Open my-workspace/ and you will find this shape. These are the directories the rest of the track edits:

  • my-workspace/
    • apps/dashboard/ # Fresh frontend (defineFreshApp)
    • contracts/ # Shared oRPC + Zod contracts, versioned under versions/v1/
    • services/workspace/ # The example oRPC service (src/main.ts, router.ts) — guarded in chapter 5
    • plugins/ # Plugin registry — empty until you add the auth plugin in chapter 2
    • database/ # The primary Postgres workspace; a second db is added in chapter 3
    • aspire/ # Aspire TypeScript orchestration (isolated Node runtime)
    • appsettings.json # Infrastructure config (Services / Databases / Persistent)
    • deno.json # Workspace root (members, tasks, dependency catalog)
    • netscript.config.ts # Framework config (defineConfig)

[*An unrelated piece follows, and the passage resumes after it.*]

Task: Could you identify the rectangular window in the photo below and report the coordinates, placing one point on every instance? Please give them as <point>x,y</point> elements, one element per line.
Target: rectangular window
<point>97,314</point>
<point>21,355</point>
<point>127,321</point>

The two pieces you will return to most: services/workspace/ is the oRPC service whose routes you protect in chapter 5, and plugins/ is where the auth plugin lands in chapter 2. Everything derives its types from contracts/ — the typed seam between your services and any client.

Step 4 — Bring up orchestration

This is the step that turns a folder of files into a running system. Aspire provisions your database and cache; you do not start containers by hand, and you run it before any netscript db command. Run it from the aspire/ subfolder so the CLI finds apphost.mts:

cd aspire
aspire restore   # once per machine: restores the Aspire SDK modules
aspire start       # starts the AppHost and every declared resource

aspire start brings up the Postgres database, the Redis cache, and your workspace service together, then prints the Aspire dashboard URL and a one-time login token. Open it:

http://localhost:18888

Leave aspire start running in this terminal — it is your app's control plane for the entire track. The dashboard's resource list is the authority for the exact port each resource bound.

Verify your progress

In a second terminal (leave aspire start going in the first), confirm the workspace service is up and the workspace type-checks:

curl http://localhost:3001/health
deno task check

curl should return a healthy JSON response, and deno task check should finish clean — confirming the scaffold, contracts, and service all line up.

  • [ ] netscript --help lists the public command groups.
  • [ ] my-workspace/ exists with services/workspace/, plugins/, database/, and aspire/.
  • [ ] aspire start is up; postgres and redis are green in the dashboard on :18888.
  • [ ] curl http://localhost:3001/health returns a healthy response.
  • [ ] deno task check passes.

What you built

A real NetScript workspace at my-workspace/: a typed workspace service on :3001, shared contracts, a Postgres database, and a Redis cache — all orchestrated by Aspire and visible in one dashboard. This is the base. Next you add authentication on top of it.